In a column published today (23 February) in the Telegraph, NFU President Minette Batters talks about how UK farmers are delivering for Britain, and are prepared to adapt to the country’s needs in the future.
Farming is changing. In all the talk of technology reshaping society, some might have assumed that farming would have been left untouched by this rapid pace of change. But there has been revolution and evolution in the fields of Britain. An agricultural revolution, with the introduction of new productivity-enhancing technologies, and a food evolution, with a continuing drive for high standards.
I am proud to have been elected to lead the National Farmers’ Union (NFU) and an industry which is so important to this country. I do so at a time of enormous significance and change, which will be felt in our fields and farms more keenly than any other sector.
While farmers up and down Britain know how much we have evolved, one of my first jobs needs to be to reconnect us with the British public, to demonstrate how far we have come, and to showcase what we provide to Britain.
We know that the British public expects high welfare, traceable and affordable food. We want to keep delivering on those things. We see them as a public good – as important as anything that society can provide. But we farmers must do more to show the public how our standards are delivering for Britain, and how we are prepared to adapt to the country’s needs in the future.
As farmers we have so much to offer and the potential to do so much more. I want British farming to be the food producer of choice for every British citizen, no matter who they are, where they live or how much they earn.

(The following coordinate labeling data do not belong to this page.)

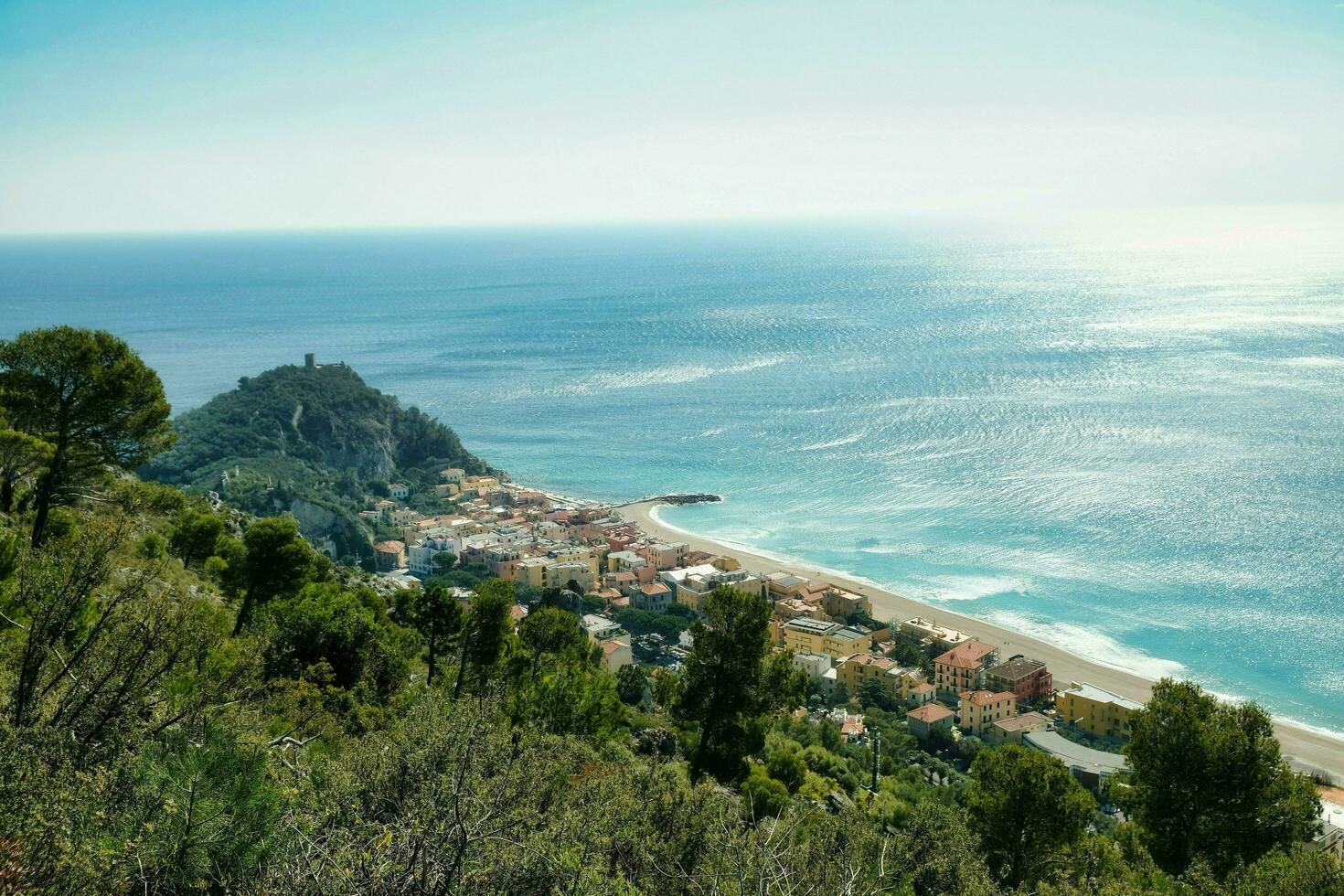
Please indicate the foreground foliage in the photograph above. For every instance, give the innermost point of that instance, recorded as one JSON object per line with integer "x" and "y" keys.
{"x": 192, "y": 700}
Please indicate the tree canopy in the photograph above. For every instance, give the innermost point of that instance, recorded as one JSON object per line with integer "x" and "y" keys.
{"x": 1209, "y": 781}
{"x": 1027, "y": 809}
{"x": 728, "y": 686}
{"x": 91, "y": 400}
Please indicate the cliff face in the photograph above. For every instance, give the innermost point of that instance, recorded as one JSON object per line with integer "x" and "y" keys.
{"x": 308, "y": 440}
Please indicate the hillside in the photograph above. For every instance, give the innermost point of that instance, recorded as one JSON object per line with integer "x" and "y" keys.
{"x": 316, "y": 441}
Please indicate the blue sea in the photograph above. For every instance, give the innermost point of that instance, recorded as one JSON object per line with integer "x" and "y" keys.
{"x": 1124, "y": 435}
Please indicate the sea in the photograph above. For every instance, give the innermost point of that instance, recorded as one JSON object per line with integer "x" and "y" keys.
{"x": 1118, "y": 432}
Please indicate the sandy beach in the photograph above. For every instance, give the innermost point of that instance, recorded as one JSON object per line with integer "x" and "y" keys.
{"x": 1306, "y": 749}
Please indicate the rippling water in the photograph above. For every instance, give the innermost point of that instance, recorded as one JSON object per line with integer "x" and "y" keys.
{"x": 1128, "y": 440}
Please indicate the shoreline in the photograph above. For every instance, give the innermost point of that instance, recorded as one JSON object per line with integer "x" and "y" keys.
{"x": 1306, "y": 747}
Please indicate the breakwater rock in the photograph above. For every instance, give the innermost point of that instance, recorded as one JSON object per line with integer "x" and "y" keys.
{"x": 683, "y": 498}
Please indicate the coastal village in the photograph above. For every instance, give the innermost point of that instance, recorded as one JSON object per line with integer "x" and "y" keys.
{"x": 949, "y": 686}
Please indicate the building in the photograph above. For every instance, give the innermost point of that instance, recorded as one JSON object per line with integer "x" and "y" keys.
{"x": 600, "y": 629}
{"x": 963, "y": 667}
{"x": 1331, "y": 840}
{"x": 1029, "y": 680}
{"x": 1098, "y": 712}
{"x": 420, "y": 557}
{"x": 390, "y": 555}
{"x": 694, "y": 589}
{"x": 654, "y": 597}
{"x": 841, "y": 603}
{"x": 905, "y": 678}
{"x": 624, "y": 561}
{"x": 814, "y": 664}
{"x": 781, "y": 586}
{"x": 667, "y": 557}
{"x": 823, "y": 637}
{"x": 981, "y": 709}
{"x": 402, "y": 516}
{"x": 1089, "y": 766}
{"x": 1009, "y": 731}
{"x": 560, "y": 574}
{"x": 920, "y": 695}
{"x": 929, "y": 633}
{"x": 928, "y": 719}
{"x": 864, "y": 667}
{"x": 615, "y": 653}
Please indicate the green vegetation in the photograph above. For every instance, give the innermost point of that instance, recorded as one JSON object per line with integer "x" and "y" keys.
{"x": 1209, "y": 784}
{"x": 645, "y": 623}
{"x": 314, "y": 441}
{"x": 192, "y": 700}
{"x": 86, "y": 403}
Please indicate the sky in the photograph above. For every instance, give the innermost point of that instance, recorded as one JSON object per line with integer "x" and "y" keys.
{"x": 168, "y": 116}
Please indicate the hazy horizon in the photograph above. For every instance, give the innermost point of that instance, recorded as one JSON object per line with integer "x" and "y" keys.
{"x": 249, "y": 117}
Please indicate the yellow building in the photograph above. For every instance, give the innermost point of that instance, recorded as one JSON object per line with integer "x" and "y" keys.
{"x": 978, "y": 709}
{"x": 694, "y": 589}
{"x": 824, "y": 638}
{"x": 864, "y": 667}
{"x": 1098, "y": 712}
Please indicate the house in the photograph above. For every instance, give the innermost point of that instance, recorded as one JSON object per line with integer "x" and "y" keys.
{"x": 981, "y": 709}
{"x": 400, "y": 516}
{"x": 905, "y": 678}
{"x": 963, "y": 667}
{"x": 615, "y": 653}
{"x": 1094, "y": 709}
{"x": 420, "y": 555}
{"x": 694, "y": 589}
{"x": 921, "y": 693}
{"x": 1089, "y": 766}
{"x": 866, "y": 667}
{"x": 814, "y": 664}
{"x": 1331, "y": 838}
{"x": 624, "y": 560}
{"x": 667, "y": 557}
{"x": 926, "y": 719}
{"x": 654, "y": 597}
{"x": 840, "y": 603}
{"x": 852, "y": 730}
{"x": 781, "y": 586}
{"x": 558, "y": 575}
{"x": 390, "y": 555}
{"x": 600, "y": 629}
{"x": 1009, "y": 731}
{"x": 928, "y": 632}
{"x": 1029, "y": 680}
{"x": 820, "y": 635}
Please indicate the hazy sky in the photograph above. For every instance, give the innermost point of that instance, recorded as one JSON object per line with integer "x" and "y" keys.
{"x": 171, "y": 114}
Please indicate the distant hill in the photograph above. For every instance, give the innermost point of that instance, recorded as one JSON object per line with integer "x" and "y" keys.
{"x": 316, "y": 441}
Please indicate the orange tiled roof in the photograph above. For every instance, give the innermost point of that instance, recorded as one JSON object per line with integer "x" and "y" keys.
{"x": 966, "y": 655}
{"x": 986, "y": 698}
{"x": 929, "y": 713}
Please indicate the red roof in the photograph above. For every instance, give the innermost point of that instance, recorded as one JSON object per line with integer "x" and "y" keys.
{"x": 968, "y": 655}
{"x": 929, "y": 713}
{"x": 986, "y": 698}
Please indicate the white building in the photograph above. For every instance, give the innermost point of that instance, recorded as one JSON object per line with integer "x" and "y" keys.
{"x": 601, "y": 629}
{"x": 814, "y": 664}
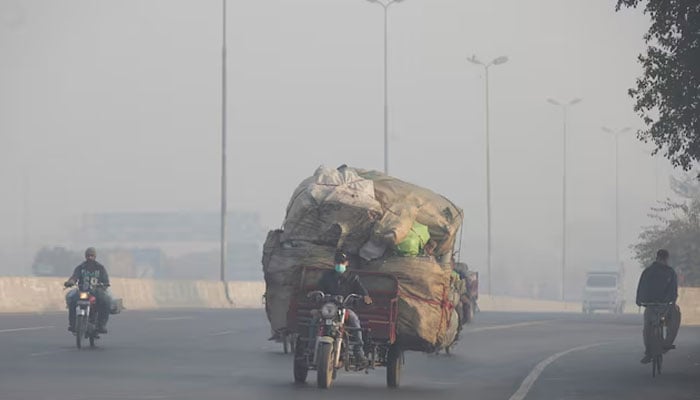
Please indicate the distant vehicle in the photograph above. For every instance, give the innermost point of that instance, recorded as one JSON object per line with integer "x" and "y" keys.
{"x": 604, "y": 290}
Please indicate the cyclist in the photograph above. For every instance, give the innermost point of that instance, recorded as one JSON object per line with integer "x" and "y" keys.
{"x": 659, "y": 284}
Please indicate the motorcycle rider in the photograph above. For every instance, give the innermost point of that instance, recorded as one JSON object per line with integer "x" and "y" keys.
{"x": 88, "y": 275}
{"x": 659, "y": 284}
{"x": 340, "y": 281}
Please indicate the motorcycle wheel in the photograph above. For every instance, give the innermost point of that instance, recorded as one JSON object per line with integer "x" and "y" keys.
{"x": 393, "y": 366}
{"x": 325, "y": 365}
{"x": 79, "y": 332}
{"x": 301, "y": 368}
{"x": 292, "y": 342}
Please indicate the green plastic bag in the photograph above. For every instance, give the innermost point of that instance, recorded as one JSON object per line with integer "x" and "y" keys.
{"x": 413, "y": 244}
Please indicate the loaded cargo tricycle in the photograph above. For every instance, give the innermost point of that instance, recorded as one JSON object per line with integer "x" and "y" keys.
{"x": 325, "y": 344}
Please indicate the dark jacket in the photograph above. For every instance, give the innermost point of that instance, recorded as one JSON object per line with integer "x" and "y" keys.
{"x": 341, "y": 284}
{"x": 658, "y": 284}
{"x": 90, "y": 272}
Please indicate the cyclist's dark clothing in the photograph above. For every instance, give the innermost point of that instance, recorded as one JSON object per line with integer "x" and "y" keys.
{"x": 658, "y": 284}
{"x": 342, "y": 284}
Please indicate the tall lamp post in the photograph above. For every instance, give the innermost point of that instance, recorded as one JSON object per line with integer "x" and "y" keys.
{"x": 222, "y": 267}
{"x": 386, "y": 4}
{"x": 616, "y": 135}
{"x": 564, "y": 107}
{"x": 495, "y": 61}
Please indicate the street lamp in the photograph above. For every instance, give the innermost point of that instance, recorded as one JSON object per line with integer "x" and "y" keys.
{"x": 386, "y": 4}
{"x": 616, "y": 135}
{"x": 222, "y": 266}
{"x": 495, "y": 61}
{"x": 564, "y": 107}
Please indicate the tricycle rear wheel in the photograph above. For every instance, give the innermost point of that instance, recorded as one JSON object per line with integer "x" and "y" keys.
{"x": 325, "y": 365}
{"x": 301, "y": 366}
{"x": 393, "y": 366}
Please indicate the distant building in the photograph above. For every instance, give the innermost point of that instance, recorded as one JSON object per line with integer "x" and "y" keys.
{"x": 188, "y": 242}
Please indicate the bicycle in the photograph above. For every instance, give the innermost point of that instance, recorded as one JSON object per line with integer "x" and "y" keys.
{"x": 658, "y": 335}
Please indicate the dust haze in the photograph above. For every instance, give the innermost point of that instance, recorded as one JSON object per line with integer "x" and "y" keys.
{"x": 114, "y": 108}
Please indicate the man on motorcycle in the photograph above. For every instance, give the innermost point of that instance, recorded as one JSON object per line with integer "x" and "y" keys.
{"x": 93, "y": 275}
{"x": 659, "y": 284}
{"x": 340, "y": 281}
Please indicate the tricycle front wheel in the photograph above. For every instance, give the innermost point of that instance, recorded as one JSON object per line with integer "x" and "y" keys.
{"x": 393, "y": 366}
{"x": 301, "y": 366}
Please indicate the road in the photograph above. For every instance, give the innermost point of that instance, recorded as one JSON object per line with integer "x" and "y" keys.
{"x": 224, "y": 354}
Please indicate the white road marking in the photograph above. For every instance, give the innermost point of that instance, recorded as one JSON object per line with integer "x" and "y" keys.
{"x": 46, "y": 353}
{"x": 496, "y": 327}
{"x": 36, "y": 328}
{"x": 222, "y": 333}
{"x": 535, "y": 373}
{"x": 171, "y": 318}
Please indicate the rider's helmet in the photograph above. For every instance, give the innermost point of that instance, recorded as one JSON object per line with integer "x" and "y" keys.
{"x": 340, "y": 257}
{"x": 90, "y": 251}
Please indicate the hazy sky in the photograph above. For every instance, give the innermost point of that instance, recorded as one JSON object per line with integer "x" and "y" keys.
{"x": 115, "y": 106}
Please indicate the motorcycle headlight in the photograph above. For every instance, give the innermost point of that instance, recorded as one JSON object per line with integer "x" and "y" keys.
{"x": 329, "y": 310}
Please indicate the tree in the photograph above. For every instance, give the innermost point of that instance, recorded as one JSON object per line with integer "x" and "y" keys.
{"x": 667, "y": 96}
{"x": 678, "y": 231}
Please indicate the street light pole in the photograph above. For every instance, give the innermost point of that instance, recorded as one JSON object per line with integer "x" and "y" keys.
{"x": 222, "y": 267}
{"x": 616, "y": 135}
{"x": 386, "y": 4}
{"x": 564, "y": 107}
{"x": 496, "y": 61}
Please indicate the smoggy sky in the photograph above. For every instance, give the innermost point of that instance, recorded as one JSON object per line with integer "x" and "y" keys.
{"x": 116, "y": 106}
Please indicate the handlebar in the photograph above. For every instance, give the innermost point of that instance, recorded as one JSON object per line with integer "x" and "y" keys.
{"x": 319, "y": 295}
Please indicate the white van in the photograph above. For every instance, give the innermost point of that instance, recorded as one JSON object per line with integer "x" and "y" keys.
{"x": 604, "y": 290}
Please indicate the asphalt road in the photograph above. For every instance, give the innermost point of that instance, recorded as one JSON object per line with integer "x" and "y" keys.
{"x": 203, "y": 355}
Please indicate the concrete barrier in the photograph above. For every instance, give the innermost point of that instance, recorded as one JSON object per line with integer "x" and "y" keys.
{"x": 40, "y": 294}
{"x": 689, "y": 302}
{"x": 518, "y": 304}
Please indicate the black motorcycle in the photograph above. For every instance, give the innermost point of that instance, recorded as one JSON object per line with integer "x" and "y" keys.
{"x": 329, "y": 347}
{"x": 86, "y": 315}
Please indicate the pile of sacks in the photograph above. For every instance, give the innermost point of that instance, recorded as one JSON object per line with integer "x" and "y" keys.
{"x": 385, "y": 225}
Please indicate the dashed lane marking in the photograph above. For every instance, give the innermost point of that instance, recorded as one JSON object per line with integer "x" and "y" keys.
{"x": 537, "y": 371}
{"x": 509, "y": 326}
{"x": 35, "y": 328}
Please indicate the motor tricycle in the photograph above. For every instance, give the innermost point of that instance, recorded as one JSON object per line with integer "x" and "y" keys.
{"x": 325, "y": 344}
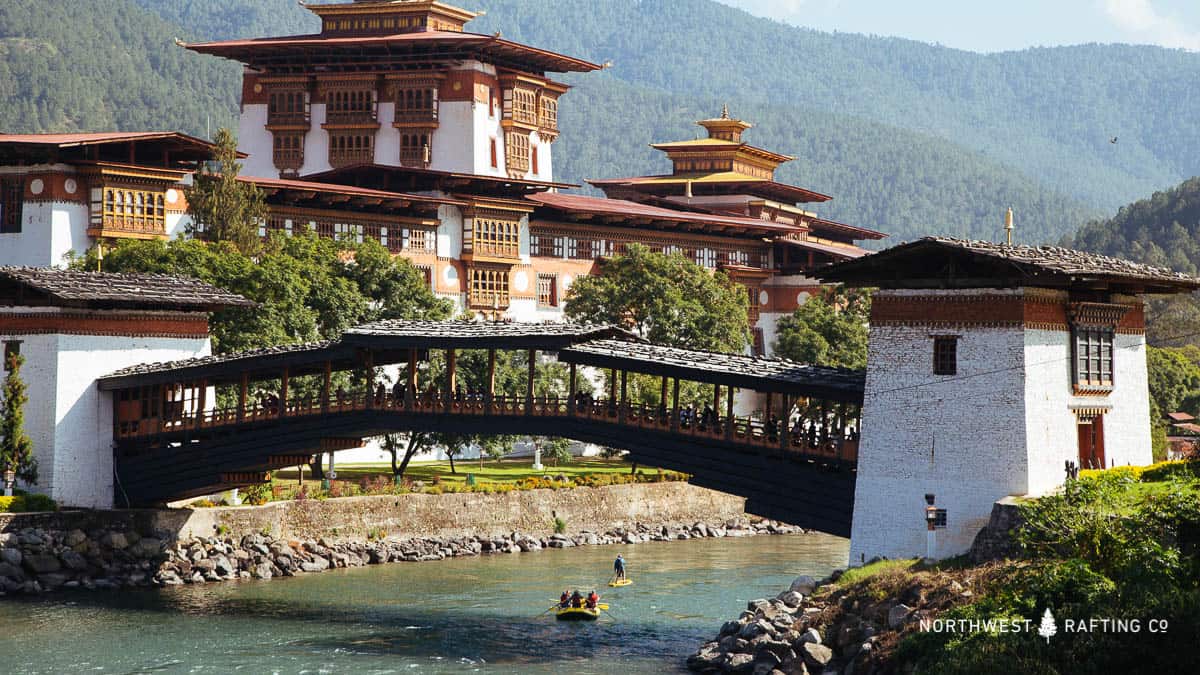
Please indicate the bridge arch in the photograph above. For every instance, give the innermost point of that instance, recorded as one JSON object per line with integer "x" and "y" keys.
{"x": 190, "y": 428}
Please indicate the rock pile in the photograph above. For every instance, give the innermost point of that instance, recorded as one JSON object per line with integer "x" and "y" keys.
{"x": 41, "y": 560}
{"x": 789, "y": 635}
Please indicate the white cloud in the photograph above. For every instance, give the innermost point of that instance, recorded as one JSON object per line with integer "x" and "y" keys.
{"x": 1139, "y": 18}
{"x": 778, "y": 10}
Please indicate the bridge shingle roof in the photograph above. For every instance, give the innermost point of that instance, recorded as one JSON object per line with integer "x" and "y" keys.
{"x": 76, "y": 288}
{"x": 738, "y": 370}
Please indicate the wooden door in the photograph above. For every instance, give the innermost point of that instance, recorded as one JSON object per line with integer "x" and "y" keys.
{"x": 1091, "y": 443}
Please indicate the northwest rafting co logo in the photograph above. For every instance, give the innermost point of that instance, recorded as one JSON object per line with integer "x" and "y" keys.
{"x": 1048, "y": 628}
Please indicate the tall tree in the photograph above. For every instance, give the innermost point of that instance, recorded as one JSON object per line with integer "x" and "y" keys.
{"x": 665, "y": 298}
{"x": 828, "y": 329}
{"x": 16, "y": 448}
{"x": 223, "y": 208}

More than that, I want British people to want to shout loudly and with pride about the food we, as an island nation, produce.
On Monday, I will be giving a speech in London that will set out this vision. This is my first official act as President and I am doing it in the heart of London – far away from the comfort of a farm – because I need the Government to hear what we say on the most defining issue of our time: Brexit.
Brexit will only succeed if we work together to make it a success. So we need to look for the positive outcomes we can all make happen.
Leaving the EU provides us, as farmers, with a real opportunity to deliver more to Britain and to demonstrate the offer and the contribution we make – to the economy and to the health of the British people.
But in a post-Brexit Britain, we also have a chance to celebrate our high standards and our quality food across the world. I want to drive global recognition that British food is quite simply some of the best quality food available on our planet today.
I want to help government take that message to potential new markets and to demonstrate that, when the world buys British, they know they are getting quality food produced safely to high standards from farmers that care for the environment.
We must not turn our back on the EU market, and its 450 million potential customers. But when government is looking at opening new markets, I want to be there with them representing British farmers and our story of food production, which should be the envy of the world.
I am determined to seize this moment to ensure that Britain’s food industry capitalises on the opportunities and deals with the challenges. We can, and will, be stronger than we have ever been.
A lot has been made of me being the first woman to lead the NFU – the country’s biggest farming organisation. But I know, just as every farmer knows, that women have played a shared role in farming’s story for millennia. I hope that we will get to a time when the fact that a woman is leading a farming organisation stops being a news story about women, and starts being a story about the success that is the British food and farming industry. That is my mission and I want to seize every chance to showcase and celebrate the work of British farmers and the food we produce.
Farming and farmers need to demonstrate our relevance to Britain. While the town may have come to the countryside, it’s now time for the countryside to come to town, and for British food to come to the world.